*catatan jaulah wilda sumatera @dpw sumsel
Di titik ini kita
bermula. Nahnu du’at, qobla kulli syai’in.
Kita ini da’i (penyeru), sebelum (profesi) lainnya. Qul Hazihi sabiili,
ad’u ilallah, ‘ala bashiroh. Katakanlah,
inilah jalanku, menyeru kepada Allah, dengan kebenaran hujjah yang nyata.
Di titik ini kita
bermula. Kebutuhan akan penunaian amanah dari sang Pemberi. Kebutuhan akan pemenuhan janji yang telah
diikrarkan kala kita berjanji setia dengan kesaksianNya. Kebutuhan akan
diterimaNya segala amal ibadah kita.
Maka
para da’i memulai dari menyeru dirinya sendiri.
Ibda’ binafsik. Memperbaiki niatnya, pemahamannya, amal perbuatannya,
akhlaknya, fikrohnya. Lalu beranjak ke orang-orang sekitarnya, keluarganya.
Lalu mereka bekerjasama dalam jamaah dengan sesama da’i, menyeru masyarakat
luas.
Ketika
kemudian Allah melihat kesungguhan para da’i dalam menyeru, Ia berikan
amanah-amanah yang lebih besar. Dakwah mulai diterima segala lapisan. Seperti
Yusuf as yang mulai dipercaya sang Raja. Da’i mulai masuk di insitusi-institusi
negara mulai dari ibukota sampai ke penjuru daerah.
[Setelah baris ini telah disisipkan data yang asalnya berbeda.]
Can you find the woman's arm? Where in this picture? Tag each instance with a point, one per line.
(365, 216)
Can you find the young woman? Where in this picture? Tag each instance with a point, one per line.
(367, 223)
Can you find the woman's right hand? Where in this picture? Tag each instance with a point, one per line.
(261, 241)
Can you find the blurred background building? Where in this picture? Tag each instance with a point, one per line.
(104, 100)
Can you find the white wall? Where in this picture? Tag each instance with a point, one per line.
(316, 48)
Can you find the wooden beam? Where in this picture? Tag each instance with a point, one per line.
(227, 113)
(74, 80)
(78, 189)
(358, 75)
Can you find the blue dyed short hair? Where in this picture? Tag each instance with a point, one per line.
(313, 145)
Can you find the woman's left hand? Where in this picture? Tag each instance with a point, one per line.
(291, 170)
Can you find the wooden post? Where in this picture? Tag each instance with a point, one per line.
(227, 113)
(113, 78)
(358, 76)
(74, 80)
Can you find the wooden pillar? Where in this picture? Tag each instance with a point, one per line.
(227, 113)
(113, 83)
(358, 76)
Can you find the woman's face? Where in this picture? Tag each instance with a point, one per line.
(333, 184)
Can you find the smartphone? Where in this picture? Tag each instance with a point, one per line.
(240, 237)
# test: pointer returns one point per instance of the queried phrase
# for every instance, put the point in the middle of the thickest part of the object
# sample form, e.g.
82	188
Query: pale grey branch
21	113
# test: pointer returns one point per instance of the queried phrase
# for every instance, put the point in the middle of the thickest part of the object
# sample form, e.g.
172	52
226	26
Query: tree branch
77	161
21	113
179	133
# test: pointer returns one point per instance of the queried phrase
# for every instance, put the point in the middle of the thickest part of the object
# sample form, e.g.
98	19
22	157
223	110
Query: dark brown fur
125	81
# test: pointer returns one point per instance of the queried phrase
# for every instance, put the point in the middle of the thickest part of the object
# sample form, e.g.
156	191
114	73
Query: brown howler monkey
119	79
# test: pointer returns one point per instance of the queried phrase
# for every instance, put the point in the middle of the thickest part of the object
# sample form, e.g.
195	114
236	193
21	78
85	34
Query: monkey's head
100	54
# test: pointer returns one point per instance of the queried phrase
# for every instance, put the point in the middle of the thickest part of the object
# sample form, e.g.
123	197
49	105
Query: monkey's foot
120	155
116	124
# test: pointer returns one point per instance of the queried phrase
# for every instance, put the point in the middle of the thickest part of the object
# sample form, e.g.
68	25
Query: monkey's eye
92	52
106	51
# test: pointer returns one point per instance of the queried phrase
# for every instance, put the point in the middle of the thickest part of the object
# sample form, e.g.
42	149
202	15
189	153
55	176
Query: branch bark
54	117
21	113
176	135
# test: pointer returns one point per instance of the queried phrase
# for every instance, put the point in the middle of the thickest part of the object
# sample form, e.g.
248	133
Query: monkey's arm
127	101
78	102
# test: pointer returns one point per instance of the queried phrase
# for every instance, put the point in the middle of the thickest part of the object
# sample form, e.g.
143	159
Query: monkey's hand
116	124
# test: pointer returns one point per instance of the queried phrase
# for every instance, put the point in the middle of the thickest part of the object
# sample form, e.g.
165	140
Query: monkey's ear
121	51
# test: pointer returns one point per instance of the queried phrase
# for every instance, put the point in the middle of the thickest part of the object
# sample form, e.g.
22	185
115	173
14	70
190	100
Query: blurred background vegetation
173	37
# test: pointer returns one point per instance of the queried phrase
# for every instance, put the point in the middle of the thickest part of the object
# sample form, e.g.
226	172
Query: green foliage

Tentu untuk mewarnai agar lingkungan menjadi
lebih Islami. Dengan ketawadhuannya,
kesederhanaannya, qona’ahnya, profesionalitasnya, itqonnya dalam bekerja, kebermanfaatannya
bagi ummat. Di masa inilah integralitas pemahaman yang didapat diaplikasikan
seluruhnya, segala bidang, segala sisi.
Tetapi
berdakwah tidaklah semudah membalik telapak tangan. Bersinggungan dengan
kekuasaan, berinteraksi dengan ragam manusia yang sebagiannya jauh dari
nilai-nilai universal sekalipun bisa jadi membuat sang da’i jatuh bangun dalam
menegakkan konsep-konsepnya. Dalam merealisasikan pemahamannya. Bukan tidak mungkin yang terjadi justru
sebaliknya. Sang da’i terwarnai.
Di
saat inilah disorientasi bisa terjadi. Terlupa dimana mulanya kaki ini
berpijak. Kehilangan arah kemana mestinya langkah ini bertujuan.
Sesungguhnya
roda dakwah akan terus berputar, dengan atau tanpa kita. Ada banyak orang yang
menjualkan
dirinya untuk mendapatkan kebahagiaan hidup dengan berjuang di jalanNya. Karena
itu sesungguhnya kitalah yang membutuhkan dakwah ini. Kita ingin bahagia yang sesungguhnya. Oleh
karenanya, kita perlu kebersamaan dengan yang lainnya agar ada yang
mengingatkan. Kita perlu arahan dan
bimbingan para qiyadah agar ada yang menyatukan langkah-langkah kita. Kita
perlu berjamaah, agar ada yang membantu bangkit manakala kita terjatuh. Dan
mungkin, kita juga perlu hukuman, agar kesalahan dan kelalaian jadi
pembelajaran.
Jika
gemerlap dunia mulai menelusup sedikit demi sedikit, mungkin kita perlu
menghitung seberapa lama tarbiyah telah tertinggalkan, seberapa banyak amalan
telah kita lalaikan. Jika gaya hidup mulai berubah mungkin kita perlu melihat
dengan siapa hati kita tautkan. Pun ketika hati kita lebih sering sakit melihat kesuksesan oranglain,
ketika mulut kita lebih banyak berkomentar melihat pekerjaan oranglain, mungkin
sudah saatnya kita berhenti sejenak, duduk bersama orang-orang sholeh, sesaat
saja. Membiarkan hati kita mendengar
petuah-petuahnya. Membiarkan alam bawahsadar kita kembali mengingat dimana
pijakan kita bermula, kemana bertujuan. Membiarkan bara yang meredup dalam dada
kita kembali menyala. Dan Mulai Berdoa.
Semoga Allah istiqomahkan kita dijalanNya. Senantiasa. Aamiin.